— Кошка… — Руслан смотрит на меня так, будто увидел призрака.

В свете рождественской иллюминации его лицо выглядит странно угловатым из-за острых теней и заметной щетины по контуру подбородка и челюсти. Я подхожу к нему впритык и просто смотрю в глаза. Это все равно, что догнать мечту, когда на отметке горючего уже давным-давно пустой бак, шины пробиты и нет запаски, а корпус старенького болида давно проржавел и разваливается по кускам на каждом крутом повороте.

— Я думала, ты умер, — говорю так тихо, что с трудом раздельные слова в собственном шепоте. — Я решила, что ты умер и… забыла тебя. Чтобы не было больно. Это трусость, Кот. Это самая невозможная трусость.

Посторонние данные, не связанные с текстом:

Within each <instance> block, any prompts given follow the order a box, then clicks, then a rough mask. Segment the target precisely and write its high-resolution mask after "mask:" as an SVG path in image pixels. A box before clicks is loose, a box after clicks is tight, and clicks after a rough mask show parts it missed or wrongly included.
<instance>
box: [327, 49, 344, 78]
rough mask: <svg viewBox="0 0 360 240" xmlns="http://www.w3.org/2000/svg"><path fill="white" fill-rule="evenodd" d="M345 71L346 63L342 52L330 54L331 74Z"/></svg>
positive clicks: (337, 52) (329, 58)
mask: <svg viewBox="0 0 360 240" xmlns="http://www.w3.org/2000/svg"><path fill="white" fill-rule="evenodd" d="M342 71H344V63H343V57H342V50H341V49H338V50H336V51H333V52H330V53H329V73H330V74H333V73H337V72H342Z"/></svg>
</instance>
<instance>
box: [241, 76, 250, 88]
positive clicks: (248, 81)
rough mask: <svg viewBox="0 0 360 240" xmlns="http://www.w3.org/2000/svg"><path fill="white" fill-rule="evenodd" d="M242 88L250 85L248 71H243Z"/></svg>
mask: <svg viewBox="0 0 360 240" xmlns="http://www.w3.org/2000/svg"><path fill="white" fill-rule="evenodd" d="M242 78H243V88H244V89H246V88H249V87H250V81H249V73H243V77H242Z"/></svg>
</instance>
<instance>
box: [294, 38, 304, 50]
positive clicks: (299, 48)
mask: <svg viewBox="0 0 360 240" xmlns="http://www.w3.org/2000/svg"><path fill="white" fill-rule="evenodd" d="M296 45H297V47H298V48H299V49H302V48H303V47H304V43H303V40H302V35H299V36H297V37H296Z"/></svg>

— Никто и не считал тебя смелой, — подначивает он, и немного поворачивает голову, чтобы оставить поцелуй на моей ладони. — Самая смелая трусливая Кошка.

Щурится, моргает, смазывает снежинки с ресниц и вдруг хватает меня в охапку, сжимая так сильно, что в легких не остается ни капли воздуха. И даже вырываться не хочется, потому что мой следующий глоток будет уже совсем другим. Теперь — одним на двоих с мужчиной, к которому я привяжу себя стальными нитками.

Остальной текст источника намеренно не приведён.